I didn't mean to drop the measurements on the columns. Here we are renaming just specific columns in the data set.

In [None]:
p.rename(columns={
    'bill_length':'bill_length_mm',
    'bill_depth': 'bill_depth_mm',
    'flipper_length': 'flipper_length_mm',
    'body_mass': 'body_mass_g'
}, inplace=True)

Let's look at the data types.

In [None]:
p.dtypes

We have several strings, and float64. date_egg should be a date.

In [None]:
p.date_egg = pd.to_datetime(p.date_egg)

In [None]:
p.dtypes

I want to add a new column for day of the study the penguin was observed. We first subtract date_egg from the earliest date in the column, convert to string, strip off the 'days' word from the end and convert to an int.

In [None]:
p['study_day']=p.date_egg-p.date_egg.min()
p['study_day']=p['study_day'].astype(str)
p['study_day']=p['study_day'].str[:-4]
p['study_day']=p['study_day'].astype(int)

In [None]:
p.study_day

We can do most of manipulations with chaining (except the last one).

In [None]:
#p['study_day']=p.date_egg-p.date_egg.min().astype(str).str[:-4]
#p['study_day']=p['study_day'].astype(int)

In [None]:
len(p)

Let's get rid of all the rows that have missing data in certain columns.

In [None]:
p = p[p.bill_length_mm.notna()]

In [None]:
p = p[p.delta_15.notna()]

In [None]:
p['sex'].groupby(p.sex).count()

Looks like we have an errant value in 'sex'. We need to remove it. **This is the code I couldn't remember to get the index of dataframe row and then drop it**

In [None]:
i = p[p.sex=='.'].index
p.drop(i, inplace=True)

.info() gives us some summary meta data.  I noticed that we are missing the sex for 5 penguins.

In [None]:
p.info()

In [None]:
p.sex.groupby(p.sex.isna()).count()

Let's get the index for the rows were penguin was empty and investigate.

In [None]:
i = p[p.sex.isna()].index
print(i)
p[p.index==9]

NaN (not a number) means its empty.  Let's just drop these too.

In [None]:
p.drop(i, inplace=True)
p.info()

Looks good. Now we can save.

In [None]:
p.to_csv('processed_penguins.csv', index=False)

In [None]:
p.head()

Let's split out a separate data set for adelie penguins to save.  First, we subset the data by 'Adelie', drop the 'species' column, and then save to file.

In [None]:
adelie = p[p['species']=='Adelie']
adelie.drop(['species'], axis=1,inplace=True)
adelie.to_csv('adelie.csv', index=False)

In [None]:
adelie.head()

I would like to be able to save data sets for each species.

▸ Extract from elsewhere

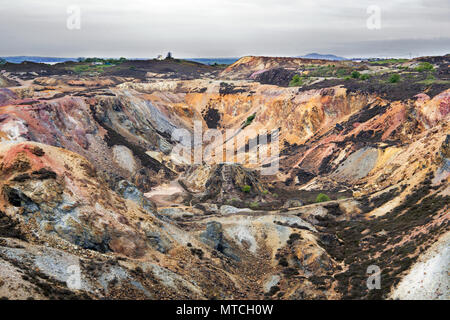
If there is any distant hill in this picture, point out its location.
[185,58,239,65]
[297,53,348,61]
[0,56,77,63]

This code gets the types with a groupby then it loops through the index (which contains the species) and subsets the data, drops the 'species' column and saves to a file.

In [None]:
types = p.species.groupby(p.species).count()
for t in types.index:
    locals()[t.lower()]=p[p['species']==t]
    locals()[t.lower()].drop(['species'], axis=1,inplace=True)
    locals()[t.lower()].to_csv(t.lower()+'.csv', index=False)

## T-Test
Let's run a T-Test on the data to see if there is a significant different between mean flipper length for male and female penguins. First, we have two different ways to subset the data.

In [None]:
male = p[p['sex']=='MALE']
female = p.query("sex == 'FEMALE'")

Then we can use ttest_ind from statsmodels.stat to do the T-Test.

In [None]:
stats.ttest_ind(male.flipper_length_mm, female.flipper_length_mm)

The p value is less than .05 significance level so we can conclude that the mean flipper length between males and females in this sample are different.